L’intervento del 32° reggimento genio guastatori e dei carabinieri di Susa ha evitato ogni pericolo: la montagna restituisce un frammento di storia tra prudenza, memoria e cooperazione

Un ordigno della Grande Guerra

Un ordigno della Grande Guerra riemerge nel torinese (foto archivio)

Tra le vette tranquille di Giaglione, in Val di Susa, la storia ha bussato alla porta di una baita abbandonata a 1.500 metri di quota, in località Santa Chiara. Là, dove oggi si sentono solo il vento e i passi lenti degli escursionisti, è riaffiorato un proiettile d’artiglieria da 150 millimetri risalente alla Prima Guerra Mondiale. Una scoperta casuale quanto pericolosa, segnalata con prontezza dal proprietario dell’edificio, che ha innescato un’operazione di bonifica ad alta quota condotta con rigore e sangue freddo.

Il 29 maggio 2025, le montagne hanno tremato solo per pochi secondi, ma questa volta per una buona causa. A intervenire è stato il 32° reggimento genio guastatori degli alpini di Fossano, reparto d’élite addestrato proprio alla bonifica di ordigni esplosivi, affiancato dai carabinieri della compagnia di Susa, dal corpo militare della Croce Rossa Italiana e dalle autorità comunali. Un’operazione condotta con perizia in un ambiente impervio, che ha richiesto logistica, precisione e collaborazione tra enti. L’ordigno, ancora potenzialmente attivo, è stato fatto brillare in sicurezza senza provocare alcun danno al territorio.

L’episodio, seppur risoltosi senza conseguenze, riporta l’attenzione sulle cicatrici invisibili lasciate dal passato. Le nostre montagne, oggi crocevia di cammini, turismo e silenzi, in un’altra epoca erano scenari di conflitto, trincee naturali scavate nella roccia e nella neve. Gli oggetti bellici dispersi — proiettili, mine, schegge — non sono affatto rari, e possono restare sepolti per decenni prima di riaffiorare. L’Unione Montana Alta Valle Susa ha lanciato un messaggio chiaro: “Nonostante la pace, serve sempre attenzione. Davanti a oggetti metallici sospetti, la prima cosa da fare è avvisare i carabinieri”.

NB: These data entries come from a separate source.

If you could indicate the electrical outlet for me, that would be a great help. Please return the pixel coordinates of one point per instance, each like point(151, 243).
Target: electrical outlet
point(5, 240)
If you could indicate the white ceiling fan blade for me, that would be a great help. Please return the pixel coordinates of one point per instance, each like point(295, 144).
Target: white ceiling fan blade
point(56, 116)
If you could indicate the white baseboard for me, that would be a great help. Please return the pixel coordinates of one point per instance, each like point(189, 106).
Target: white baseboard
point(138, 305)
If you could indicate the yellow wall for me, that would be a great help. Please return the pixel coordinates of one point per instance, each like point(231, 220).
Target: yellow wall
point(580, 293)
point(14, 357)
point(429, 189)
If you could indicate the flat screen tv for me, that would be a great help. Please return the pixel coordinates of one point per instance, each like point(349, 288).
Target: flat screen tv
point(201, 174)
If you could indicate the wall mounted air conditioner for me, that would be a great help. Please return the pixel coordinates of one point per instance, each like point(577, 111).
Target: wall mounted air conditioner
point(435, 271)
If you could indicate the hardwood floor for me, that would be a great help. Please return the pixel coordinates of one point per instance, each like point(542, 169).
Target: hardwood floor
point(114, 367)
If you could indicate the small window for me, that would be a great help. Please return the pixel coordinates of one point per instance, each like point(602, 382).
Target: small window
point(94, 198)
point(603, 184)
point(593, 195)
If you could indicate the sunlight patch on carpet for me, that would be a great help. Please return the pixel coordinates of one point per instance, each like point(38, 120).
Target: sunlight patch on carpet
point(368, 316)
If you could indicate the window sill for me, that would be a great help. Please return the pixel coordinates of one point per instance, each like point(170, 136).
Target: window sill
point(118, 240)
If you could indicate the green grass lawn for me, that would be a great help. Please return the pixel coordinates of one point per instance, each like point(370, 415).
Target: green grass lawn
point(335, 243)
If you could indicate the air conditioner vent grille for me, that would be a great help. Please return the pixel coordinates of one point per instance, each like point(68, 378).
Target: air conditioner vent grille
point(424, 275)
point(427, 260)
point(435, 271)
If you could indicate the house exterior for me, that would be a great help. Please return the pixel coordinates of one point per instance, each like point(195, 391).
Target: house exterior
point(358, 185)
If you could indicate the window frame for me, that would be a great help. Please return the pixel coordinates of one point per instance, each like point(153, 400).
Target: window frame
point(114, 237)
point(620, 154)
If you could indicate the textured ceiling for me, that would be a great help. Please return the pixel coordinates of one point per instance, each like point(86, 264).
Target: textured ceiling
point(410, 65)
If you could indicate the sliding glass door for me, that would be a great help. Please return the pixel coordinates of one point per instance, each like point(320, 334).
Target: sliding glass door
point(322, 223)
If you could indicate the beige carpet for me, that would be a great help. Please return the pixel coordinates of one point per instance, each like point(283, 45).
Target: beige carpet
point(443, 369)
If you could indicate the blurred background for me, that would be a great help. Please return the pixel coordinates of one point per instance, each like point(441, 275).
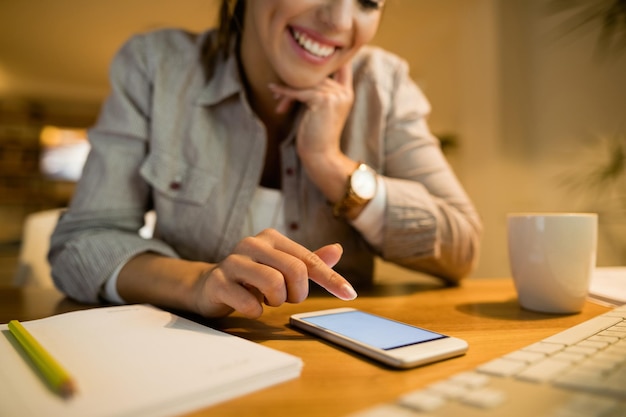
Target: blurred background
point(528, 97)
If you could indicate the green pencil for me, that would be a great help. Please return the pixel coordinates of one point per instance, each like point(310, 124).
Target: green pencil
point(54, 374)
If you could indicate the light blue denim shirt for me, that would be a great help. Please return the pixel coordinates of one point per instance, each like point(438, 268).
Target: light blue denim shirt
point(173, 139)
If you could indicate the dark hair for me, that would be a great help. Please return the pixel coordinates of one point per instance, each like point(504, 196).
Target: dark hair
point(230, 25)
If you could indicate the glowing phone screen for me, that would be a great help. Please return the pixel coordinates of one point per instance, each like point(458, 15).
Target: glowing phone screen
point(373, 330)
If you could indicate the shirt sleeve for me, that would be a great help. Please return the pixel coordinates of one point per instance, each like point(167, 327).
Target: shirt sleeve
point(430, 223)
point(371, 220)
point(100, 229)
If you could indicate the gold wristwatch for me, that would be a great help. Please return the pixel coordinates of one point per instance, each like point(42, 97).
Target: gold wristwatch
point(361, 188)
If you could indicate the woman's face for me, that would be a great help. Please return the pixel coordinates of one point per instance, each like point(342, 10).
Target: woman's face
point(300, 42)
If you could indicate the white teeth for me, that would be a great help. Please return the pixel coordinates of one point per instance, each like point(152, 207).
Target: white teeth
point(311, 46)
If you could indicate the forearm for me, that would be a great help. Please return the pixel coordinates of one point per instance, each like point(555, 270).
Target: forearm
point(161, 280)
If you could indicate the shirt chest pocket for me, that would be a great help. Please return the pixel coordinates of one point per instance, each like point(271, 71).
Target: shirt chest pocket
point(175, 179)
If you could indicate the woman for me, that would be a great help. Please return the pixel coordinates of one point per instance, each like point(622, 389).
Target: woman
point(260, 146)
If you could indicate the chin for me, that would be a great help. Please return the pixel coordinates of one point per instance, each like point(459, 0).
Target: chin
point(300, 81)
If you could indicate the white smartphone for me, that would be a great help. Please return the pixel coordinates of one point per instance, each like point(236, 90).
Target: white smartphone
point(394, 343)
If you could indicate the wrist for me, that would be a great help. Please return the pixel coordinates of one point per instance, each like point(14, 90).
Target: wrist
point(360, 188)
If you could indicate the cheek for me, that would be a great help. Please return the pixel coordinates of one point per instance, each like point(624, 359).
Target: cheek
point(367, 30)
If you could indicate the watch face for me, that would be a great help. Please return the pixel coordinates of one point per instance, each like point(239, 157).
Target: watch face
point(363, 182)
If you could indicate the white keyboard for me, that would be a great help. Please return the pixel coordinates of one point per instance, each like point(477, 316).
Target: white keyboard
point(580, 372)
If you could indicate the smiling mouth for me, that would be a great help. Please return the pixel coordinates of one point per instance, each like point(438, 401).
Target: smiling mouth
point(311, 46)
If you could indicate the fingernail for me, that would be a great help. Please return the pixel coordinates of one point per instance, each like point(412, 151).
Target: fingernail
point(349, 292)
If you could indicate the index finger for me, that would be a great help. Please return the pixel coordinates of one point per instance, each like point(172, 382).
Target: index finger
point(317, 269)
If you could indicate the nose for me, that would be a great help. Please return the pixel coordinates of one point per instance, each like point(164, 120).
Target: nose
point(337, 14)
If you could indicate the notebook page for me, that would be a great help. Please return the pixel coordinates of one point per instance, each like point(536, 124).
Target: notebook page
point(133, 361)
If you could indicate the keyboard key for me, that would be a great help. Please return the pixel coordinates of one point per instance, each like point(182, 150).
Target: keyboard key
point(502, 367)
point(582, 331)
point(470, 379)
point(525, 356)
point(448, 390)
point(423, 400)
point(385, 410)
point(484, 398)
point(546, 348)
point(543, 371)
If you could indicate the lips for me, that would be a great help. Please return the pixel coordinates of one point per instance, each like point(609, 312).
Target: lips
point(313, 47)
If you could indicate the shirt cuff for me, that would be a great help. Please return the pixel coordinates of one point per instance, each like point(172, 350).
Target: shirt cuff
point(370, 222)
point(109, 288)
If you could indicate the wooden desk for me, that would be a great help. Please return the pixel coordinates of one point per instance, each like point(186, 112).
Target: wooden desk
point(335, 382)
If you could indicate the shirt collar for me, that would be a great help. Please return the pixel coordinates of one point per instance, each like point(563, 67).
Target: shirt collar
point(225, 81)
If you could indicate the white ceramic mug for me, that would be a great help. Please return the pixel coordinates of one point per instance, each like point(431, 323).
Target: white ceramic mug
point(552, 257)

Il caso di Giaglione è emblematico. Non solo per la sua valenza storica, ma perché dimostra come la sicurezza pubblica passi anche dai piccoli gesti dei singoli cittadini. Il proprietario della baita non ha ignorato l’anomalia. Non ha provato a toccare, a capire, a fotografare da vicino. Ha chiamato. E quel gesto, semplice ma cruciale, ha permesso di disinnescare un pericolo silenzioso che poteva rivelarsi fatale.

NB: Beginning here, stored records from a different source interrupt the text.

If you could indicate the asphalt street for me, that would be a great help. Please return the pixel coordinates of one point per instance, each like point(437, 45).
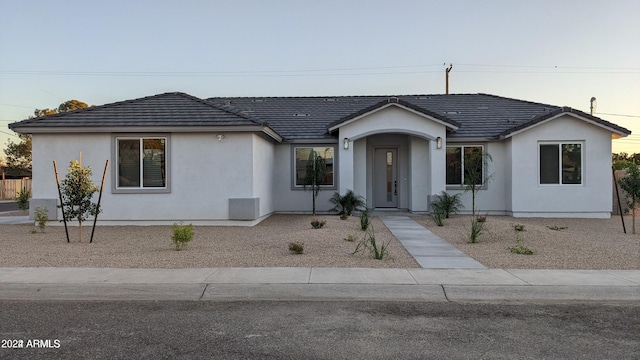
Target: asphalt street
point(318, 330)
point(8, 206)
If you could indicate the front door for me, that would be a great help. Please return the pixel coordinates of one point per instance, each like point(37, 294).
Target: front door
point(385, 178)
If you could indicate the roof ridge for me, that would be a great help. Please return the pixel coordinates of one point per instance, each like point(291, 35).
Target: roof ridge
point(237, 113)
point(520, 100)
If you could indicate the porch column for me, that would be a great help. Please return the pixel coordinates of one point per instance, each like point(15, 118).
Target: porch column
point(345, 166)
point(437, 160)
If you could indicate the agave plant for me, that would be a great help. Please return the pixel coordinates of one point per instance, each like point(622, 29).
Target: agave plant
point(447, 204)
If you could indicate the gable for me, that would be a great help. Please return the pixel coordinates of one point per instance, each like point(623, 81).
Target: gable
point(393, 103)
point(564, 113)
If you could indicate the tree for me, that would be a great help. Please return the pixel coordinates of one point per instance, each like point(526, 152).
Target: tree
point(18, 157)
point(19, 154)
point(623, 160)
point(315, 175)
point(631, 185)
point(476, 165)
point(77, 190)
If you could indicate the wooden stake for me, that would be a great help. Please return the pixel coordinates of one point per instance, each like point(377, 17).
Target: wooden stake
point(64, 217)
point(95, 219)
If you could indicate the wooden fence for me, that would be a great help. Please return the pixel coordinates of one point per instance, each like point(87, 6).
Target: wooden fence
point(9, 189)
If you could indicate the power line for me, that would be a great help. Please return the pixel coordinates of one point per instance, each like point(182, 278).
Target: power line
point(619, 115)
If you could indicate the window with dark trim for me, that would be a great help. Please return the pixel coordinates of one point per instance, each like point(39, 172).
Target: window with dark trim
point(457, 163)
point(561, 163)
point(302, 159)
point(141, 163)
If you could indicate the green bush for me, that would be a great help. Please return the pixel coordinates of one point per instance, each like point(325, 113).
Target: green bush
point(23, 199)
point(477, 229)
point(42, 216)
point(519, 248)
point(347, 204)
point(378, 250)
point(317, 224)
point(182, 235)
point(296, 247)
point(447, 204)
point(365, 221)
point(438, 218)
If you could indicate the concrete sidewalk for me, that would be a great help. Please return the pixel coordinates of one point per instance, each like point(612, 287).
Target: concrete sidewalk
point(233, 284)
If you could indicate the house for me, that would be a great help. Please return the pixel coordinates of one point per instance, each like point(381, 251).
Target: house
point(233, 160)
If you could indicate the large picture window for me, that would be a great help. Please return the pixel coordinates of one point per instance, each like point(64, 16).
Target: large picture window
point(141, 162)
point(458, 164)
point(561, 163)
point(302, 160)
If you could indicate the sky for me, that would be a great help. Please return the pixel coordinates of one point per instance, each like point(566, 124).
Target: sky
point(554, 52)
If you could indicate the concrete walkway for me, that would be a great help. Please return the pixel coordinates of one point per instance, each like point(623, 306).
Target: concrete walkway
point(430, 251)
point(352, 284)
point(15, 220)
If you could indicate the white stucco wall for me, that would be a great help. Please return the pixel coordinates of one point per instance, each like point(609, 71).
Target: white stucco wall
point(591, 199)
point(263, 164)
point(204, 174)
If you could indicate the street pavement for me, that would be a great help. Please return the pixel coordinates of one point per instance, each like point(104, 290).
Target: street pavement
point(332, 284)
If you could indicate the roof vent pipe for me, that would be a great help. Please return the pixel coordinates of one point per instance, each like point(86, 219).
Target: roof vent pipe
point(448, 70)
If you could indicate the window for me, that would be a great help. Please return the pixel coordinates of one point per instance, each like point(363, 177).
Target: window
point(141, 163)
point(561, 163)
point(459, 162)
point(302, 155)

Nessun allarme diffuso, nessuna evacuazione: solo efficienza, coordinamento e un messaggio che vale per chiunque frequenti le Alpi. Le montagne custodiscono storie, bellezza, natura, ma anche residui bellici che non sono souvenir, e che meritano rispetto e cautela. A volte un’escursione può diventare un viaggio nella memoria. Ma guai a dimenticare che la storia, quando esplode, non guarda in faccia a nessuno.